Some Delish Recipes!

Buffalo Hummus 
Makes 3 cups


2 cans (15.5 ounces each) garbanzo beans, rinsed and drained
1/4 cup tahini (sesame seed paste)
1/4 cup fresh lemon juice
1/4 cup water
1 Tablespoon olive oil
1 Tablespoon Franks Red Hot cayenne pepper sauce
1 clove garlic, minced
1/2 teaspoon sea salt


Blend ingredients until smooth. Serve with bean chips, carrots & celery sticks.

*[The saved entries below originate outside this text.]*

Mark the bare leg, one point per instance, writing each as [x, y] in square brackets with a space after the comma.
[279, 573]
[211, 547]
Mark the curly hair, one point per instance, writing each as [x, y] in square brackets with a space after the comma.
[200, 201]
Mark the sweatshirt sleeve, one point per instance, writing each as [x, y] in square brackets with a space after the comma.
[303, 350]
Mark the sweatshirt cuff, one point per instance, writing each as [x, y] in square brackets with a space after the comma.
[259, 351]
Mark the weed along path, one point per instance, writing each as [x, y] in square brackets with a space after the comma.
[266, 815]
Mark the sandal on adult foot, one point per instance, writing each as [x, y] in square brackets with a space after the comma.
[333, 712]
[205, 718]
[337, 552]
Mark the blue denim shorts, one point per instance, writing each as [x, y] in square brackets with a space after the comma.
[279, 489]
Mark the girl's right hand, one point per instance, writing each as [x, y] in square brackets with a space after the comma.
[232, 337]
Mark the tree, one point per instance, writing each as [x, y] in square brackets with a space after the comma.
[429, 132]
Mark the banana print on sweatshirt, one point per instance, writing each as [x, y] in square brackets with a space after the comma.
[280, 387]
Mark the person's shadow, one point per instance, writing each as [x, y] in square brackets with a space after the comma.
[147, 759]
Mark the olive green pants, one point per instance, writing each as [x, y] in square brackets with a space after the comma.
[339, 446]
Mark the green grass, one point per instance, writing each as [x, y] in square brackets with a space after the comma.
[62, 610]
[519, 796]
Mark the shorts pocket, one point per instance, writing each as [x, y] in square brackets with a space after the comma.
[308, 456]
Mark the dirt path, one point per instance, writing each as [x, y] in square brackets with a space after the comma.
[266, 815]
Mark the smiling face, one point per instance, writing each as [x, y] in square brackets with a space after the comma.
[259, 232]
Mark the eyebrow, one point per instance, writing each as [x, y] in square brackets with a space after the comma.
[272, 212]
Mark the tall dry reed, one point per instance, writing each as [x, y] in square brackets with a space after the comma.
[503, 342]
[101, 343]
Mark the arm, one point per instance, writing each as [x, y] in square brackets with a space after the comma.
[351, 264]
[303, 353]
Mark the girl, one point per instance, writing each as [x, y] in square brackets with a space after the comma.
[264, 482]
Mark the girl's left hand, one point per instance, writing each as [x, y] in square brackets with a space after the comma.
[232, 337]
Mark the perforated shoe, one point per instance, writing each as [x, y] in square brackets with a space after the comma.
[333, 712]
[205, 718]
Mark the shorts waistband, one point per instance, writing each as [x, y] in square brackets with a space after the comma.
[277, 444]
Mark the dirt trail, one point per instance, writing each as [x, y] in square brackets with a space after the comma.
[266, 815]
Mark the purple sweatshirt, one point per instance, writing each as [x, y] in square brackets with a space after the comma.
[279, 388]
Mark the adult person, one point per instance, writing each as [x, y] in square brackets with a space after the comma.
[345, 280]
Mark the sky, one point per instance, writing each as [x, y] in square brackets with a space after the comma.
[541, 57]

Almond Butter & Chocolate Popcorn

Makes 6 servings


6 cups air-popped popcorn
4 Tablespoons dark chocolate chips, melted
2 Tablespoons natural almond butter, warmed


Place popcorn on baking sheet. Drizzle with chocolate and nut butter. Let set in fridge for 10 minutes. Enjoy.


Quick and easy #gf breakfast tasty and super healthy for the kiddies. Brown rice tortilla wrap from Trader Joe’s warmed gently as goat cheese (also organic and purchased from TJs) melts slightly along side cinnamon-dusted Bosc pear slices. Wrap n’ roll, warm on low temp on your pan. Time for breakfast!